We in the media will cover the political clashes, the riots and the shootings.
But little attention is typically given to the mothers who die at home in childbirth — or to the kids who die because of lack of efforts like vaccination.
So it was good to see that a few media in Africa, the UN’s IRIN news service and AngolaPress, broke out of this rut:
Unrest following Côte d’Ivoire’s presidential election is blocking a nationwide vaccination drive against yellow fever, a fatal mosquito-borne disease that is affecting people throughout the country.
About a dozen people have died so far from this yellow fever outbreak and more will be put at risk for as long as health workers are unable to get out and vaccinate.
I witnessed nearly the same thing there a decade ago.
On assignment for Seattle PI in West Africa
I happened to be in Ivory Coast almost exactly 10 years ago to cover the intended launch of the Gates Foundation’s largest project — the Global Alliance for Vaccines and Immunization (GAVI).
At the time, I was working for a dearly-departed print newspaper, the (now much staff-reduced, online only) Seattle Post Intelligencer, with my friend and PI photographer Mike Urban. Mike took the photos featured here. The Gates Foundation had earlier announced it was giving a billion dollars to create GAVI and get basic vaccines out to kids in poor countries.
The plan was to launch GAVI in Ivory Coast because it was, at the time, one of the most stable countries in West Africa with a fairly functional if basic health system. So the Seattle PI decided to send us to get a look at the beginning of this historic project.
When Mike and I arrived, we instead found a powder keg situation. Armed soldiers were all over Abidjan and people were nervous, worried. We still went out to visit clinics and talk to health workers. My newspaper paid good money to get us there and my editor thought an impending civil war was no excuse for not doing our job.
So we reported on the folks trying to do public health amid a brewing civil war. Things didn’t look good. And soon after we left the country to go travel in Nigeria on another assignment, Ivory Coast exploded. Here’s the story I wrote about what happened and what this did to the Gates Foundation’s plans for vaccinating kids.
This tale of collateral damage is little more than a footnote to the standard way we cover political turmoil and civil unrest in these countries (or anywhere, for that matter).
But the current strife in Ivory Coast has produced a major Déjà Vu moment for me. A disturbing one. I can’t help but think of all the children, pregnant women, sick eldery folks and others who suffer, and die, to little notice when these political struggles for power erupt.

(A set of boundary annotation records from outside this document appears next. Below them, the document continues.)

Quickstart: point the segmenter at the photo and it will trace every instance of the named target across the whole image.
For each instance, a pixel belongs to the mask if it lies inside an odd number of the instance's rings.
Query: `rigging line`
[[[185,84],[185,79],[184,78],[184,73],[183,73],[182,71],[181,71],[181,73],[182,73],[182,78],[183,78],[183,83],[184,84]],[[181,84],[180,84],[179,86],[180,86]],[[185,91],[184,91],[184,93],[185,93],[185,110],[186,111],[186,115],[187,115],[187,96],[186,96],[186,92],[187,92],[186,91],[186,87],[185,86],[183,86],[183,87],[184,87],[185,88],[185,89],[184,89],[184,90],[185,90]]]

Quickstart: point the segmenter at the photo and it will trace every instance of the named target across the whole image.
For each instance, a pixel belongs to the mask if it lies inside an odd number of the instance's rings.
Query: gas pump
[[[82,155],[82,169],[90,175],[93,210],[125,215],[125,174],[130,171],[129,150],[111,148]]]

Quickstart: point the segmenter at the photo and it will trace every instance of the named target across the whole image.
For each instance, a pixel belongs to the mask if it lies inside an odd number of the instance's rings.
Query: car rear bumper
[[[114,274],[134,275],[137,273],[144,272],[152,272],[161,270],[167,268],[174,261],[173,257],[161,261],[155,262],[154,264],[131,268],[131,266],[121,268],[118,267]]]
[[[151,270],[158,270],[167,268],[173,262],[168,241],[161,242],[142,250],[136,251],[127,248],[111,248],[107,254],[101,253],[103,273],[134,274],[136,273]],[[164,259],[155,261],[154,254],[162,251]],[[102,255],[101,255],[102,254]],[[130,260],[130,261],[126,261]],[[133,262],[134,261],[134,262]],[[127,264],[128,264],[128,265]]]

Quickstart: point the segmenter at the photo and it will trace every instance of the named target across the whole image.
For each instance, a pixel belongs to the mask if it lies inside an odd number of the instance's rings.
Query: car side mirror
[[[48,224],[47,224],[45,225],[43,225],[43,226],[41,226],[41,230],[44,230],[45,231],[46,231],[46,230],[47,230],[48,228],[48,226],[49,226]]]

A side note: It isn’t just civil unrest that can kill. Loss of donor interest in supporting something so mundane as child vaccinations can kill just as well. As the Seattle Times recently reported, the Gates Foundation, PATH and others are big on pushing immunization as a cheap, effective way to save millions of lives.
But GAVI is now facing a serious funding shortfall and, unless rich nations step up, kids will die from apathy just as surely as from civil war.